Im Westen nichts neues
(Publikation des Aufsatzes:
Junge Freiheit 28 / 1995 )
Alle Jahre wieder erfreut uns der Bonner Innenminister mit einem Verfassungsschutzbericht. Während halb Deutschland in der Julisonne schwitzt, schwitzten die heimlichen Verfassungsschlingel: Wird Herr Kanther uns bloßstellen? Jeder weiß ja um die Funktion des Berichts. Machiavelli schrieb einmal über die republikanische Staatsform: "Wenn sie außerhalb ihrer Grenzen keinen Feind hätte, so würde sie ihn im Innern finden. Dies scheint das unvermeidliche Schicksal aller größeren Freistaaten zu sein." Wo der Verfassungspatriotismus zur Staatsräson wird, nennt man die Staatsfeinde: Verfassungsfeinde. In den Augen der Öffentlichkeit sind das die Leute, die der Minister als solche bezeichnet.
Konkret hält jeder Minister diejenigen für Extremisten, deren ideologischer Standpunkt von seinem eigenen ideologischen Standpunkt extrem weit entfernt ist. Dies schätzt er intuitiv ein: Verfassungsrechtliche Fragen beantwortet sein Bericht nicht. Die Ministermeinung ist auch nicht rechtsförmig überprüfbar: Etwas zu meinen, ist nicht nur das Recht des Herrn Kanther, sondern sogar seine Pflicht. Dafür wird er ja bezahlt!

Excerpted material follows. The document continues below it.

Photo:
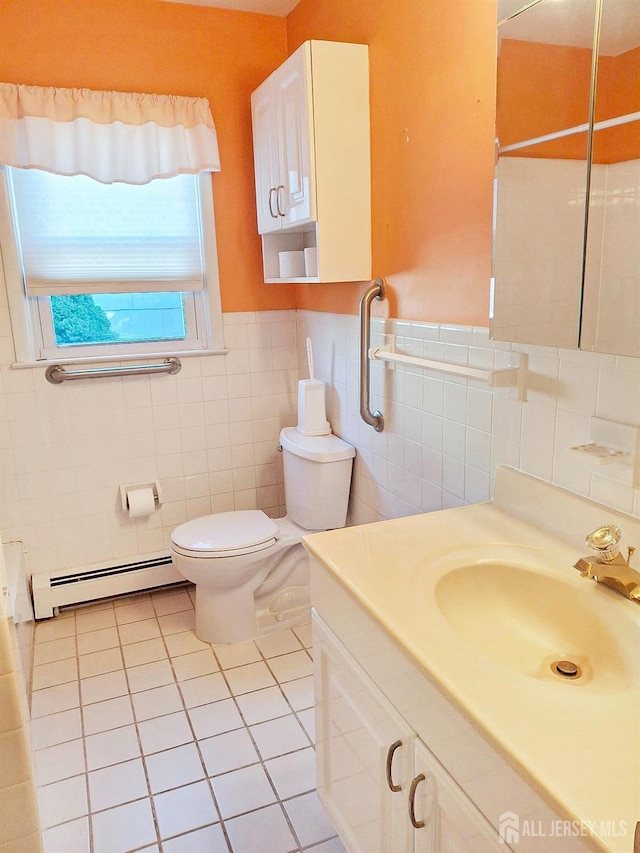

Nur eines darf auch ein Minister nicht: lügen. Am 6.Juli mußte das Verwaltungsgericht Köln ihm mit einstweiliger Anordnung die im Bericht schon gedruckte Falschbehauptung verbieten: "Ein hoher Funktionär der Republikaner erklärte zu einer Statistik über Antisemitismus, wenn er wüßte, daß wirklich 20% des deutschen Volkes Antisemiten seien und 5% davon die REP wählen würden, dann könne die Partei 'in der Judenfrage schärfer rangehen'. Denn die Juden seien 'wirklich Stinker." Diese ungeheuerlichen Worte soll Schönhuber nach einer Behauptung einer Martina Rosenberger von sich gegeben haben. Wie die JF berichtete, hat das LG Weiden ihr soeben die Verbreitung der von Schönhuber als Lüge bezeichneten Äußerung untersagt. Herrn Kanther mußte sie durch das VG Köln untersagt werden.
Der Republikaner-Vorsitzende Rolf Schlierer äußerte den Verdacht, Rosenberger sei "von interessierten Stellen" als "Agent provocateur" eingesetzt worden. Die Dame hatte sich lange im engsten Umfeld der Parteiführung bewegt, um endlich auszutreten und "auszupacken". Wiederholte Vorfälle dieser Art nähren den Verdacht, der Verfassungsschutz produziere jene Fakten selbst, auf die sich später die behauptete Verfassungsfeindlichkeit stützen soll. So hatten die Republikaner auch den langjährigen Geheimdienst-Offizier Udo Bösch monatelang als Bundesorganisationsleiter beschäftigt und als Ausweis ihrer Verfassungstreue herumgezeigt. Doch heißt es nicht: "Einmal Dienst, immer Dienst?" Auch Bösch trat urplötzlich aus und produzierte für den Verfassungsschutz plötzlich jene Meldungen und Berichte über seine schreckliche Zeit bei den Republikanern, nach denen Herr Kanther sich sehnte. Gegenüber dem Oberverwaltungsgericht Lüneburg hat der niedersächsische Innenminister in einem Verfahren die Behauptung unbestritten gelassen, Bösch sei als Spitzel mit dem Ziele eingeschleust worden, angebliche Vorfälle zu dokumentieren. - Nur zu dokumentieren? Das fragt sich mancher und denkt dabei an das von den Hannoveraner Verfassungsschützern in eine Gefängnismauer gesprengte "Celler Loch".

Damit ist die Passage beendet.